Growth hormone secretion, fatigue and quality of life after childhood traumatic brain injury.Eur J Endocrinol 2019; 181(3):331-338EJ
Traumatic brain injury (TBI) is a recognised cause of hypopituitarism in adults but the prevalence after childhood TBI remains controversial.
To investigate long-term endocrine outcomes and quality of life (PedsQL and QoL-AGHDA (Quality of Life in Adult Growth Hormone Deficiency Assessment)) following childhood TBI.
Participants with moderate/severe TBI (n = 31) and controls (n = 17). Mean (range) age: 19.8 ± 4.2 (11-26), time post TBI: 9 (7-11) years. Detailed endocrine evaluation of stimulated (insulin tolerance test (ITT)) and spontaneous GH secretion (overnight profile) was undertaken in the TBI group; QoL and neuroimaging in both groups.

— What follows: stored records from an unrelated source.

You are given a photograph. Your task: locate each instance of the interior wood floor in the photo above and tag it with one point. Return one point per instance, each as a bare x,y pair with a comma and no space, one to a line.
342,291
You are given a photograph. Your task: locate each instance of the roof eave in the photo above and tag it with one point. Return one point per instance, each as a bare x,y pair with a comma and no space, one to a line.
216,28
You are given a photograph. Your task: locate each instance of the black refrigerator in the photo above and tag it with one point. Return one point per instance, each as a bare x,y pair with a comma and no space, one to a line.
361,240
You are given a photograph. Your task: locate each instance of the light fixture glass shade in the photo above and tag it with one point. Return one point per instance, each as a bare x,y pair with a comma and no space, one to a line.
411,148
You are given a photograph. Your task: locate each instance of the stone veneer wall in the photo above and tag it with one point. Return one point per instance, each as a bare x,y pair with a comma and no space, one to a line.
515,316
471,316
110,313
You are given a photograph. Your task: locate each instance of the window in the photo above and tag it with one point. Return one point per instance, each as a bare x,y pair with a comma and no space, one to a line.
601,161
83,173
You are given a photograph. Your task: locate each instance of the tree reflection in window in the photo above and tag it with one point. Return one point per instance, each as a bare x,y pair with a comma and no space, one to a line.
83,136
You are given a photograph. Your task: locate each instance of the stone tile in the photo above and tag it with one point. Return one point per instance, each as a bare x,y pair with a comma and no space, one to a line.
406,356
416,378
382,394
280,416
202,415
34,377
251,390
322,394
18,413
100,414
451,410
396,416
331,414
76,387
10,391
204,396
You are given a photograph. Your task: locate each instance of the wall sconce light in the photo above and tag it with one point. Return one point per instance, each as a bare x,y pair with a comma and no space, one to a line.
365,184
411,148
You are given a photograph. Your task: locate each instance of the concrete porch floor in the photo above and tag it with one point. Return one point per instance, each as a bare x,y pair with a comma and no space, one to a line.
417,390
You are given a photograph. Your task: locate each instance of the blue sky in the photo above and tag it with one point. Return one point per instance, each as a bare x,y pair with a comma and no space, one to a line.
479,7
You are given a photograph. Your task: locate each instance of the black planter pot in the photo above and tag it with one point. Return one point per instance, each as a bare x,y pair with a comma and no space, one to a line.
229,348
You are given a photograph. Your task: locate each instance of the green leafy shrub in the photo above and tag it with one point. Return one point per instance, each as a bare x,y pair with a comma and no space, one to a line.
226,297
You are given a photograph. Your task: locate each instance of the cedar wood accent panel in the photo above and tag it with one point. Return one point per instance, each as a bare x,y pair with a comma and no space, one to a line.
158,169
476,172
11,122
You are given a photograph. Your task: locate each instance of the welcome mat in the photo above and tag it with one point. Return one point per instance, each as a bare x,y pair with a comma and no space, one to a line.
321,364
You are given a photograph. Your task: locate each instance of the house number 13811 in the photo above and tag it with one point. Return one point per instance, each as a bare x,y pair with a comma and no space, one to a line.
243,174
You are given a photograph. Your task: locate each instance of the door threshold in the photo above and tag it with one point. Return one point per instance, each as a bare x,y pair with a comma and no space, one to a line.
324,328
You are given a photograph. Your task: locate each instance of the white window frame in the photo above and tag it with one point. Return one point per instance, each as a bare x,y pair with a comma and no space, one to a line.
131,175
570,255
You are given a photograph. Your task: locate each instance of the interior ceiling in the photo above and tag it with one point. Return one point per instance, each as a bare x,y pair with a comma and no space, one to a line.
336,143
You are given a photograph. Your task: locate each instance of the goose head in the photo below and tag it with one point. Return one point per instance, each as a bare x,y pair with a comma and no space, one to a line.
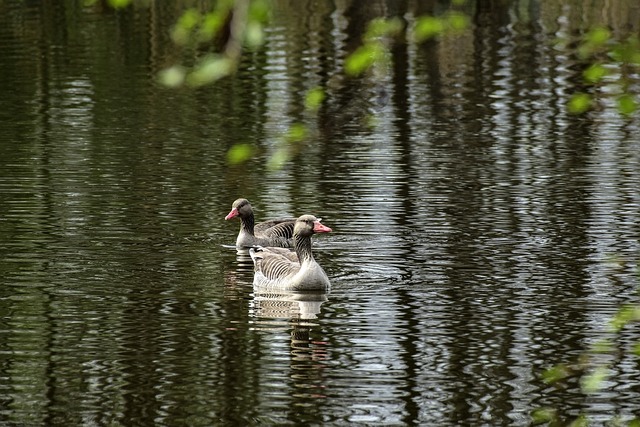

No participant had seizures, short stature, precocious puberty or hypothyroidism. In 6/25 the ITT GH response was below age-defined cut-offs and cortisol <500 nmol/L in 2/25. Mean spontaneous GH secretion was <3.1 µg/L in 16/22 but peak GH was low only in 1/22 profiles. One patient had abnormal spontaneous and stimulated GH secretion and hypogonadism. Fatigue and depression scores were higher in TBI patients (P = .011 and P = .020). Fatigue correlated with measures of spontaneous but not stimulated GH secretion. Overall QoL (PedsQL) did not differ between groups but specific attributes of health state (cognition, memory) were impaired in TBI patients. Pituitary neuroimaging was normal in all participants.
Fatigue and depression were common 8-10 years post childhood TBI. One individual had GHD (1/22) using rigorous diagnostic criteria. A single ITT potentially over-diagnosed GHD in 25% (6/25) without clear correlation with symptoms underlying the importance of using two diagnostic tests in TBI survivors.